Coal, natural gas and oil accounted for 87 percent of the world's primary energy consumption last year, the group reported in a new "Vital Signs Online" report.
Fossil fuel is a term used to describe a collection of energy sources formed by natural processes like anaerobic decomposition during the Carboniferous age million of years ago.
During the Carboniferous age, the earth was covered with swamps teeming with plants and organisms. When these plants and organisms died, they sunk to the bottom of these swamps and oceans.
In the course of millions of years, the dead plants and animals began decomposing under huge layers of clay, sand and other minerals. The fossil fuels include petroleum, coal and natural gas. In fact, the whole world is dependent on fossil fuels to fulfill their daily energy needs.
Though adoption of renewable energy sources has increased sharply in last decade, still it will take some more years to reduce our dependence on fossil fuels drastically. The consumption of these fossil fuels is going at an high rate which means once we have used up all of them, we need to rely on alternative sources of energy such as solar, wind and hydro power to meet our daily needs.
This sounds quite scary, but yes, this is the truth. Though fossil fuels have their own advantages but the damage that they cause to the environment can affect entire ecosystem. This world has no choice but to use the existing fossil fuels until scientists come out with a technology that can produce energy at same rate without affecting the environment.
Different kinds of fossil fuel form depending on a blend of factors including organic matter, temperature, time and pressure conditions in the course of decomposition.

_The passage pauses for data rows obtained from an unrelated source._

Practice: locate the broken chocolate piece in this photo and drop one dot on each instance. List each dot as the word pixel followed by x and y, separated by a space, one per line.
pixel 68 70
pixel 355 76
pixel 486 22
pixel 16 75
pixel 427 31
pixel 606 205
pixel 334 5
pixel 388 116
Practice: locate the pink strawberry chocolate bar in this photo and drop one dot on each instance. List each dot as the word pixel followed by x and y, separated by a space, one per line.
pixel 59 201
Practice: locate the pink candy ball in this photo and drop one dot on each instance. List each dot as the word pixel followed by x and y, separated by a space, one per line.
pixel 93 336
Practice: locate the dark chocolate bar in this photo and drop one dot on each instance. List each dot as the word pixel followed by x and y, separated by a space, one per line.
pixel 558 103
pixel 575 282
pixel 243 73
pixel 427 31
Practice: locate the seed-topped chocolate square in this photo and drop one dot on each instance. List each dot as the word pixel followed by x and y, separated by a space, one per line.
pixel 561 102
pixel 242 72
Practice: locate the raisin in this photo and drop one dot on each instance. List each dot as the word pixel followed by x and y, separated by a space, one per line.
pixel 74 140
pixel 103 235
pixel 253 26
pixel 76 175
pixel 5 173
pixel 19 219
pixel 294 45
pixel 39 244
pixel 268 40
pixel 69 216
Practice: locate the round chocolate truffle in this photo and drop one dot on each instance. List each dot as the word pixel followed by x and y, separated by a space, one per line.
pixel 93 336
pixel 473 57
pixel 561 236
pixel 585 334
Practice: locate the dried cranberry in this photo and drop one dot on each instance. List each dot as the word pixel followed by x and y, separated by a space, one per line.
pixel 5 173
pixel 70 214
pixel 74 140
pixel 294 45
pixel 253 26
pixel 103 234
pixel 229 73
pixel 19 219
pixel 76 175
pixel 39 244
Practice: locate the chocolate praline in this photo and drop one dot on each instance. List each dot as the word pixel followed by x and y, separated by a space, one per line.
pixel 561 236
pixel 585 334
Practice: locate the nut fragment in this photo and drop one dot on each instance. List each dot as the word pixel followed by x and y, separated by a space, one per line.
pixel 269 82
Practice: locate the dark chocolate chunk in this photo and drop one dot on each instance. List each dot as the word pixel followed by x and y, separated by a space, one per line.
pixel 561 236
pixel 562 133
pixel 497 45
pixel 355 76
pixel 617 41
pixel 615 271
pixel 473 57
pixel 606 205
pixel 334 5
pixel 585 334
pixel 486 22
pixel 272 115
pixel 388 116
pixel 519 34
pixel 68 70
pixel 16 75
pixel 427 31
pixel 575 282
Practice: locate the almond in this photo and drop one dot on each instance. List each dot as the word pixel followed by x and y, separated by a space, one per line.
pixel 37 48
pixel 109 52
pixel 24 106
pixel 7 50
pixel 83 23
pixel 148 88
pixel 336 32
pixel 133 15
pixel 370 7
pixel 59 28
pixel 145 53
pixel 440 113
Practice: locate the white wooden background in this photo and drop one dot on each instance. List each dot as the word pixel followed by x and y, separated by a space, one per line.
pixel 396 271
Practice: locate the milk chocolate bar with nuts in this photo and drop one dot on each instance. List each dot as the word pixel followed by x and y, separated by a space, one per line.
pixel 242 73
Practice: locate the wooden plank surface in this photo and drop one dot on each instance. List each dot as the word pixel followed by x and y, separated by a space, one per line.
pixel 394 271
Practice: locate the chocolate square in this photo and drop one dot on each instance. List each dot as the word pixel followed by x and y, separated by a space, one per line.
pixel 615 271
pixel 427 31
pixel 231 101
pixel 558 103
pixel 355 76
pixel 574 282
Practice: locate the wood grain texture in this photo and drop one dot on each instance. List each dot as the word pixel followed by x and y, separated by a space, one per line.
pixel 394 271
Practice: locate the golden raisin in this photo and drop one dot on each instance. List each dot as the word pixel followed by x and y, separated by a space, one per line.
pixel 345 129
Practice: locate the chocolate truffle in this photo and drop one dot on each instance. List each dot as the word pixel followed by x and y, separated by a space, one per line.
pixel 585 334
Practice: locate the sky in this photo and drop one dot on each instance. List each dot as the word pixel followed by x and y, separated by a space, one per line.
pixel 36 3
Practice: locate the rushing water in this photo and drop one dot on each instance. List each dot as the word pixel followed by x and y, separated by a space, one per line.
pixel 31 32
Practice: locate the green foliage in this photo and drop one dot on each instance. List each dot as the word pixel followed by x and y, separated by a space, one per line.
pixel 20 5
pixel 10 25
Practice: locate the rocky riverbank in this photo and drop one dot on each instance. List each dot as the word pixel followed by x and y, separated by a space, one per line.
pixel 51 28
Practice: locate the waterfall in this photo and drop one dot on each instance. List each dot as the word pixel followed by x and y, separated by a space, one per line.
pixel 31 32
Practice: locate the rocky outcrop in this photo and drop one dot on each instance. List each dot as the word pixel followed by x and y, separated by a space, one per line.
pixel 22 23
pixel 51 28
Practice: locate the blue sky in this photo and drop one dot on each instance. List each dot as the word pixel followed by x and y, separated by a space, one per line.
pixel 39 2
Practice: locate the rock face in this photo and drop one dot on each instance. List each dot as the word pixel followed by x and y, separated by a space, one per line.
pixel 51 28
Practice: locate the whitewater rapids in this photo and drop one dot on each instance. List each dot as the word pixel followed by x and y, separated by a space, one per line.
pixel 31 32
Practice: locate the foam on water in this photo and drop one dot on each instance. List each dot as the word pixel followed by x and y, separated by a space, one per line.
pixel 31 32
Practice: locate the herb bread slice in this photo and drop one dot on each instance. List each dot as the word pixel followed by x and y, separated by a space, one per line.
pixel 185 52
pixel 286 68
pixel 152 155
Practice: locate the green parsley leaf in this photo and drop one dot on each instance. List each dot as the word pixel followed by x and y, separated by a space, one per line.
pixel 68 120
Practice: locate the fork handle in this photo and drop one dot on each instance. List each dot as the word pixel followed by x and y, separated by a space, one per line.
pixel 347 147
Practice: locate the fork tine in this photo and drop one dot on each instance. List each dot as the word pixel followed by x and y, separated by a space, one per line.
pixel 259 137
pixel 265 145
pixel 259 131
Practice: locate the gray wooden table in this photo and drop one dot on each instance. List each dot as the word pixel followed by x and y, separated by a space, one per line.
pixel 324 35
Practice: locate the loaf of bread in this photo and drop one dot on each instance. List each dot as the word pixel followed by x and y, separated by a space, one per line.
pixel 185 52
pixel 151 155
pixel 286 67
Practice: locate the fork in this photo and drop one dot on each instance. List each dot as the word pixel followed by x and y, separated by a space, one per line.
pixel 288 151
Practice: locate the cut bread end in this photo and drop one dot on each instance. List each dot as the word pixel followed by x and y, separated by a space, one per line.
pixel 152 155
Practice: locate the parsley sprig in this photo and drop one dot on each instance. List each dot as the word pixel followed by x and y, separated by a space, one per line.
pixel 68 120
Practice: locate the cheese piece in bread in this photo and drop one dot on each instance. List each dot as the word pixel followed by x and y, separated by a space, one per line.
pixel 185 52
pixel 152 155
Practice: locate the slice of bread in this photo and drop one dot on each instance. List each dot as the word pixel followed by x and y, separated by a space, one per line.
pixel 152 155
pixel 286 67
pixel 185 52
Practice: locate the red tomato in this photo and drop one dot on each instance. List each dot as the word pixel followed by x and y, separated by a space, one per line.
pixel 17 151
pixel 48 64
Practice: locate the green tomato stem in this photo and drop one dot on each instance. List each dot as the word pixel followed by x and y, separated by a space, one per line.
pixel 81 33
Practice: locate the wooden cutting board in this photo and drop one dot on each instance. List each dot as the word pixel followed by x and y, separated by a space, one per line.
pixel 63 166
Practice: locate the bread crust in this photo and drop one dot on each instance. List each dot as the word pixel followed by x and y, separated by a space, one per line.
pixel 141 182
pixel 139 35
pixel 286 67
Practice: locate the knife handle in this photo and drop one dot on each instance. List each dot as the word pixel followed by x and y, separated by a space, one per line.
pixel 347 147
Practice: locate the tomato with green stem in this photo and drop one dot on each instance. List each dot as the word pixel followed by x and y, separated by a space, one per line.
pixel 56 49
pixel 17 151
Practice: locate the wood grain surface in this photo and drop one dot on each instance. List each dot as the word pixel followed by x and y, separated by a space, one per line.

Three main kinds of fossil fuels exist today; oil, natural gas, and coal. Most of the coal we utilize in the modern day was formed approximately million years ago. During that time, a large percentage of the earth consisted of steamy swamps.
As the trees and plants died, their remnants were deposited at the bottom of the swamps, resulting in huge layers of plant material. The layers of plants ultimately formed a soggy, thick material known as peat.
Oil was formed from the remains of dead plants and animals that were deposited at the bottom of the ocean. Over the years, the dead plant and animal remains got buried deeper and deeper by accumulated sediment causing heat and pressure to rise. The application of heat and pressure without the presence of oxygen anaerobic decomposition led to decomposition of these dead plant and animal matter, leading to the formation of oil.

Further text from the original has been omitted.